La historia detrás del tema
Recuerdo esa tarde de otoño en la que el vinilo se rompió justo en el puente. No fue por culpa mía, fue por el calor, por el polvo que se metía en el tocadiscos de mi abuela, por la ansiedad de escucharlo una vez más. Era 1987, y yo tenía diecisiete años, el pecho lleno de preguntas sin respuesta y los ojos siempre mirando hacia el horizonte de la calle Corrientes. El disco era “Canciones para un lunes” de Los Redonditos de Ricota. No era el más vendido, ni el más ruidoso, pero era el que me hablaba en susurros entre las cuerdas de la guitarra de Skay y las voces que parecían salir de un cuarto donde nadie más había entrado. La canción que se rompió en el puente era “La hija del panadero”. La escuché tantas veces que hasta el ruido de la aguja, ese chasquido casi imperceptible antes de que la música empezara, se volvió parte de mi respiración. Me sentaba en el piso de la cocina, con el té frío al lado, y dejaba que las palabras de “no te vayas sin decirme adónde vas” me abrazaran como si fuera un viejo amigo que volvía de un viaje largo. No había conciertos en mi barrio, pero en esa habitación, con las cortinas corridas y el sol entrando por la rendija, cada nota era un lugar al que podía ir. La banda no era la más técnica, ni la más limpia, pero era la más humana. Cada error en la grabación, cada voz que se quebraba, cada silencio entre acordes, parecía una confesión. Yo no sabía entonces que esa música era un acto de resistencia: un pop oscuro, un rock nacional que no gritaba, sino que susurraba la verdad de quienes no tenían voz. La gente decía que era raro, que no era para bailar, que era demasiado triste. Pero yo lo escuchaba cuando el mundo se callaba, cuando mi padre no hablaba, cuando mi hermana se iba a estudiar lejos, cuando el silencio era más fuerte que cualquier ruido. Ese disco no era un álbum. Era un refugio.

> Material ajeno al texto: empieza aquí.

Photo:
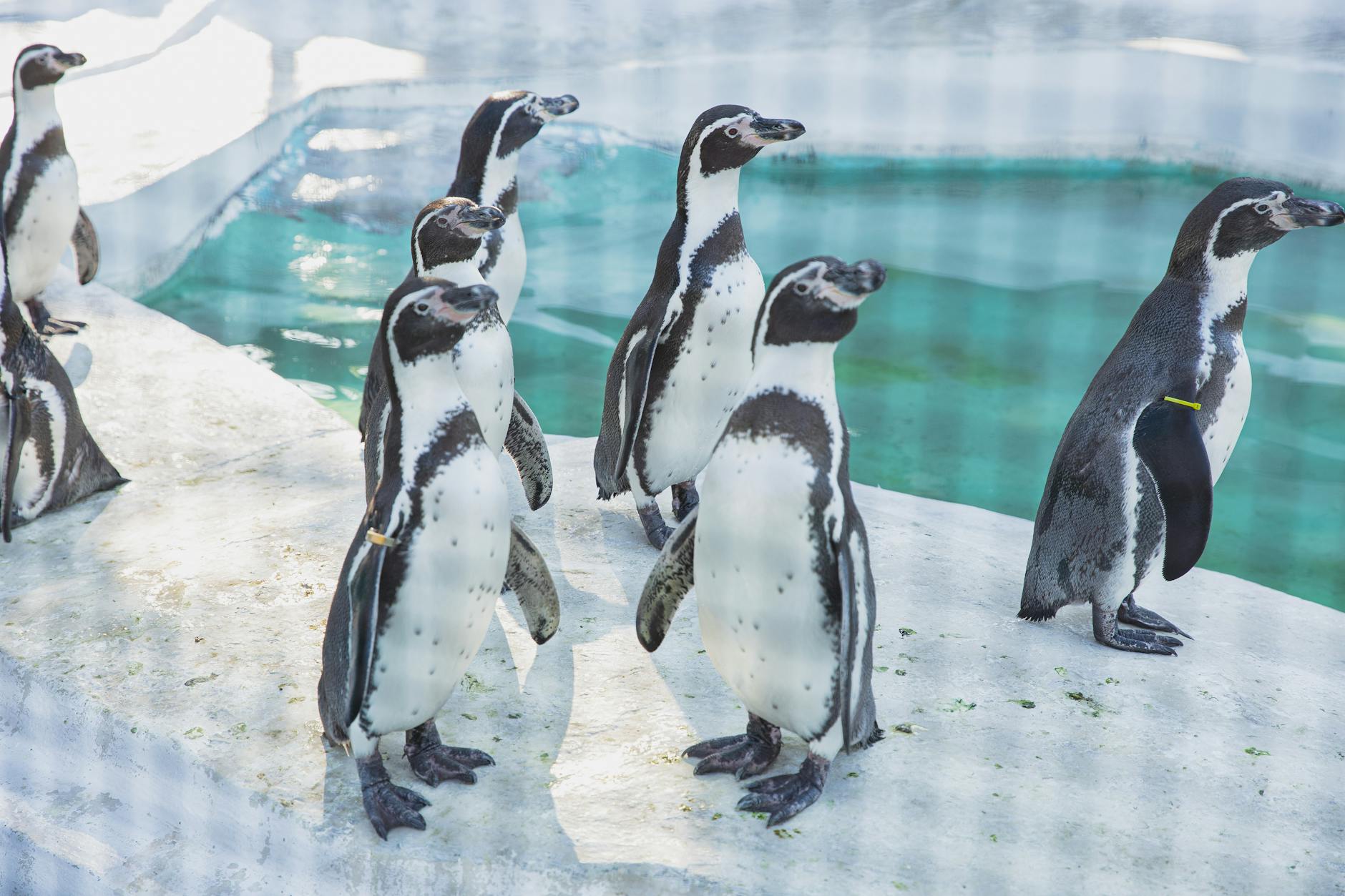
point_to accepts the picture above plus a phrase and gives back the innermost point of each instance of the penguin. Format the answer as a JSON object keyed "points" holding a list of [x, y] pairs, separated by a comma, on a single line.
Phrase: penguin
{"points": [[487, 172], [681, 365], [787, 609], [1132, 485], [50, 461], [446, 237], [426, 563], [42, 213]]}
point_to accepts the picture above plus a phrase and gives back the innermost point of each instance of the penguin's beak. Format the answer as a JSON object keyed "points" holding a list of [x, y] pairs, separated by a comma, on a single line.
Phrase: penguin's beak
{"points": [[481, 220], [557, 107], [463, 303], [848, 285], [1308, 213], [767, 131]]}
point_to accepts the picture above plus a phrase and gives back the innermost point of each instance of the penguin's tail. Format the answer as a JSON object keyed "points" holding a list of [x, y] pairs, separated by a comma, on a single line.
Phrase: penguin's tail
{"points": [[331, 723], [1044, 594]]}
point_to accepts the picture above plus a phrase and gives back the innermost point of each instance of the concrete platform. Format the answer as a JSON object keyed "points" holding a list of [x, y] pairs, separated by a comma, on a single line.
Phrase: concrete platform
{"points": [[159, 651]]}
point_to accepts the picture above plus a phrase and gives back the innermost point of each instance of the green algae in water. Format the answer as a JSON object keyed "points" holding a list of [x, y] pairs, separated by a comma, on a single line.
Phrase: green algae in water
{"points": [[1008, 285]]}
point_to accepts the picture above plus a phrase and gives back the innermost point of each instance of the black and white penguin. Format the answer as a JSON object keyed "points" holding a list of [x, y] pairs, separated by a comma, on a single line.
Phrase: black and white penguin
{"points": [[42, 213], [421, 576], [1132, 482], [487, 172], [778, 552], [446, 237], [680, 368], [50, 461]]}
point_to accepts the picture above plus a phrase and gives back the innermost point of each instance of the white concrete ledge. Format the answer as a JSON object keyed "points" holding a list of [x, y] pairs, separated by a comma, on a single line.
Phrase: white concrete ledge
{"points": [[159, 653]]}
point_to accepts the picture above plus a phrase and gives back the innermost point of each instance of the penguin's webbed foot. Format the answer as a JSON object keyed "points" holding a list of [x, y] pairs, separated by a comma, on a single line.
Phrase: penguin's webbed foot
{"points": [[435, 762], [744, 755], [443, 763], [1133, 639], [655, 529], [388, 805], [787, 795], [1135, 615], [685, 499]]}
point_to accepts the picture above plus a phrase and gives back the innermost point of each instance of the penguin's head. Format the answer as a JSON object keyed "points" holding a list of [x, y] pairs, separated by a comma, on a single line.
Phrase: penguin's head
{"points": [[41, 65], [1244, 215], [517, 116], [428, 317], [729, 136], [449, 230], [816, 300]]}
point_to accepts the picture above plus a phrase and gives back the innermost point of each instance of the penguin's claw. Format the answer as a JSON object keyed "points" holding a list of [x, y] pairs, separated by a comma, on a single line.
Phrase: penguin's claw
{"points": [[1143, 642], [655, 529], [437, 764], [391, 806], [685, 499], [1133, 639], [1137, 615], [744, 755], [787, 795]]}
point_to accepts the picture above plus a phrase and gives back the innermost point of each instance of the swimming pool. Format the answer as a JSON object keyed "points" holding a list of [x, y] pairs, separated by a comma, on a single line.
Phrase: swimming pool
{"points": [[1009, 283]]}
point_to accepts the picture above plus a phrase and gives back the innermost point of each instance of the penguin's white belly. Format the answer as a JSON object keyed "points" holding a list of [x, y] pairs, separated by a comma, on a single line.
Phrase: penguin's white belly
{"points": [[44, 229], [484, 365], [33, 488], [763, 611], [1223, 430], [510, 268], [444, 604], [708, 378]]}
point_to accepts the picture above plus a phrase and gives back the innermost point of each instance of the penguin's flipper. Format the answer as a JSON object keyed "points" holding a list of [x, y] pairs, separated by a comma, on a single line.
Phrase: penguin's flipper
{"points": [[849, 630], [19, 423], [527, 444], [614, 448], [529, 578], [1169, 442], [363, 587], [672, 578], [85, 244]]}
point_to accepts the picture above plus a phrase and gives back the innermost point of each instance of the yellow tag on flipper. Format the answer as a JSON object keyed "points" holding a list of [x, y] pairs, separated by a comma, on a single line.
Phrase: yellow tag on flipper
{"points": [[380, 538]]}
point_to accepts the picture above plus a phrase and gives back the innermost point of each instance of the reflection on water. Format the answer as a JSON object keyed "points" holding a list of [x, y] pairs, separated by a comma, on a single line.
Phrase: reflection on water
{"points": [[1008, 285]]}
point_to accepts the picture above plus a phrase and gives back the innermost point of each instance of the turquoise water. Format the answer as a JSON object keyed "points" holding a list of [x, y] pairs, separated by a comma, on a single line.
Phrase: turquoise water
{"points": [[1008, 285]]}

¿Por qué sigue doliendo (o alegrando)?
Ahora, años después, cuando paso frente a una tienda de vinilos y veo ese disco en la pared, siento algo que no puedo nombrar. No es nostalgia, no es tristeza, es una especie de reconocimiento. Como si mi cuerpo recordara lo que mi mente ya olvidó. Esa música no se fue. Se quedó en mis huesos. Hoy, cuando alguien me pregunta qué canción me define, no digo la más famosa, ni la que más tocaban en la radio. Digo “La hija del panadero”. Porque fue la primera vez que sentí que alguien entendía que el dolor no necesita ser grandioso para ser real. Que un suspiro en una guitarra puede ser más fuerte que un concierto lleno de luces. La música no es solo sonido. Es memoria. Es el olor a café frío en una tarde de invierno. Es la forma en que tuvo el coro de la canción para decir lo que yo no podía. Y aunque ya no vivo en ese barrio, aunque ya no tengo el tocadiscos, aunque los años se llevaron muchas cosas, cada vez que la escucho, vuelvo a estar allí. Con el polvo en el aire, con el silencio alrededor, con la certeza de que, aunque nadie lo supiera, yo no estaba solo. Esa banda, ese disco, esa canción… no fueron solo música. Fueron el abrigo que no supe pedir, pero que siempre estuvo ahí.